= Josse Boutmy =

Belgian composer (1697–1779)

Josse Boutmy (1 February 1697 – 27 November 1779) was a composer, organist and harpsichordist of the Austrian Netherlands who established himself in Brussels.

==Background==
Boutmy was born in Ghent. He was born into a musical family; his grandfather, father, brother and sons were all musicians, also called the Boutmy Dynasty.

He worked with Anselm Franz, 2nd Prince of Thurn and Taxis (1736) and at the chapel royal of Brussels (1744-1777). Boutmy married a woman named Katrina from Westphalia.
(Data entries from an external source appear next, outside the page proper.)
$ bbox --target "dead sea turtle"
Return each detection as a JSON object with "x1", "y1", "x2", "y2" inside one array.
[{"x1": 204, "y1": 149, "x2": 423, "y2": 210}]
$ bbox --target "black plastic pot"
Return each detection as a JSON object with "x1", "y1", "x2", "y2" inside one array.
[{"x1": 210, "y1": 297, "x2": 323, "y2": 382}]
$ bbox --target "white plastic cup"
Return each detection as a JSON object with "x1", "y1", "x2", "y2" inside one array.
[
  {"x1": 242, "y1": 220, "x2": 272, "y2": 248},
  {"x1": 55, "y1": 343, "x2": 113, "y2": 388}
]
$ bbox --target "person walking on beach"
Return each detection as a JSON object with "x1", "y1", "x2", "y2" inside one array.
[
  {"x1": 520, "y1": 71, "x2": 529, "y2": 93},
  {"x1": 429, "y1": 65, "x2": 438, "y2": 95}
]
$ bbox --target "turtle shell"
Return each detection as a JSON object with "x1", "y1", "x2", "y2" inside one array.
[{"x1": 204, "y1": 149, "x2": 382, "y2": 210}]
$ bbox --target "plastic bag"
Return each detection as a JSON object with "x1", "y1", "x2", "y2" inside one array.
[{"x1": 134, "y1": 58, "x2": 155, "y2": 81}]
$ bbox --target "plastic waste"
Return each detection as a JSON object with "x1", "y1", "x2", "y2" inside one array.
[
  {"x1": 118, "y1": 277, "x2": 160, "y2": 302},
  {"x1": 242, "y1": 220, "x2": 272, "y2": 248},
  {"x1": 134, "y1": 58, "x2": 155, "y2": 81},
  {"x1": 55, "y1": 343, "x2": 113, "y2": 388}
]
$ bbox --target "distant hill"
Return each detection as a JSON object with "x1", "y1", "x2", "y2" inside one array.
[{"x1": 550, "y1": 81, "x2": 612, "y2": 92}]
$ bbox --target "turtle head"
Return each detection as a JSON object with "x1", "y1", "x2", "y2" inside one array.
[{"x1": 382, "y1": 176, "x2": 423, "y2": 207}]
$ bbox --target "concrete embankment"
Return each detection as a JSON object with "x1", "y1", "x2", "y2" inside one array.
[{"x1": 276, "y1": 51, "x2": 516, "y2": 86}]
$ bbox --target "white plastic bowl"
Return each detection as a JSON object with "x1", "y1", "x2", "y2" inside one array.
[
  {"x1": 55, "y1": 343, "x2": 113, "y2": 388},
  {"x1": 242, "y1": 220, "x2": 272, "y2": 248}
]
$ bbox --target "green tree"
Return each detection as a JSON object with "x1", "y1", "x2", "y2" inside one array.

Although Boutmy was a court organist and famous in his day, he was reduced at the age of eighty to appeals for charity and petitioned the court for retirement. He died in Brussels, without receiving a pension, leaving his wife and twelve children, who also petitioned the court for charity.

==Works==

Boutmy composed three collections of pieces for the harpsichord:

- First book (1738)
- Second book (1738)
- Third book, dedicated to governor Charles of Lorraine (ca. 1749)

His style incorporates multiple European influences: French (Rameau, Duphly), Italian (Domenico Scarlatti), German (Carl Philipp Emanuel Bach) and his harpsichord books mix dance pieces belonging to the suite form, character pieces and sonata elements, as did another Brussels musician of the same period, Joseph-Hector Fiocco.

Argentine harpsichordist Mario Raskin discovered the lost first book of Boutmy's harpsichord pieces in a friend's collection. He later recorded it for the label Follia Madrigal.